Por Letícia Prado · Repórter de Ciência
Pra escala humana: imagine o hospital de pesquisa cedendo verba pro quartel ao lado
O NIH (National Institutes of Health), a principal agência de pesquisa biomédica dos Estados Unidos, vai destinar parte do seu orçamento para financiar projetos do Departamento de Defesa americano. O acordo foi assinado em segredo no início de agosto de 2026 entre as duas agências e só veio a público em 3 de setembro, quando a deputada Rosa DeLauro, principal democrata na Comissão de Orçamento da Câmara dos EUA, denunciou o caso.
O que está confirmado
Segundo o texto do acordo interagências, obtido por veículos como a revista Nature e a Ars Technica, a verba sai do orçamento do NIAID (National Institute of Allergy and Infectious Diseases, o instituto do NIH dedicado a doenças infecciosas), que recebeu US$ 6,6 bilhões do Congresso americano em 2026. O dinheiro será transferido para o gabinete do Secretário Assistente de Guerra e usado, segundo o próprio acordo, para financiar "o desenvolvimento avançado de contramedidas médicas contra pandemias de influenza, ameaças químicas, biológicas, radiológicas e nucleares e doenças infecciosas emergentes". O acordo tem validade até 2036.
De acordo com a apuração da Nature, o Departamento de Defesa chegou a pedir acesso a até um terço do orçamento do NIAID, mas foi orientado a se contentar com algo próximo de 10% do total. Ainda assim, os valores envolvidos somam centenas de milhões de dólares em projetos que hoje pertencem à pesquisa civil contra doenças como gripe, malária, tuberculose, HIV e ebola.

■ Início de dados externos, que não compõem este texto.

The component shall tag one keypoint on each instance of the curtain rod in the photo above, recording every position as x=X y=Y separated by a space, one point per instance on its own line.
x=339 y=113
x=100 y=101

O que é crítica, não fato assentado
A parte controversa do caso é o processo, não necessariamente o objetivo declarado. DeLauro classificou o acordo como "esta tentativa secreta e ultrajante de desviar verba de pesquisa do NIH" e cobrou o cancelamento imediato, argumentando que o Congresso e o público não foram informados antes da assinatura. Cientistas e organizações da área de saúde global também reagiram, alertando que o desvio pode esvaziar programas de vigilância e resposta a doenças infecciosas emergentes — mas isso ainda depende de como, na prática, os projetos serão redistribuídos, algo que as agências não detalharam publicamente até o momento.
Por que importa
O episódio acontece num momento em que o orçamento federal de pesquisa nos EUA já vinha se deslocando para a área de defesa: a proposta orçamentária para o ano fiscal de 2026 previa alta de 23% no orçamento de P&D do Pentágono, enquanto o do NIH era projetado para cair. O acordo mostra esse movimento acontecendo na prática, dentro da própria estrutura do NIH.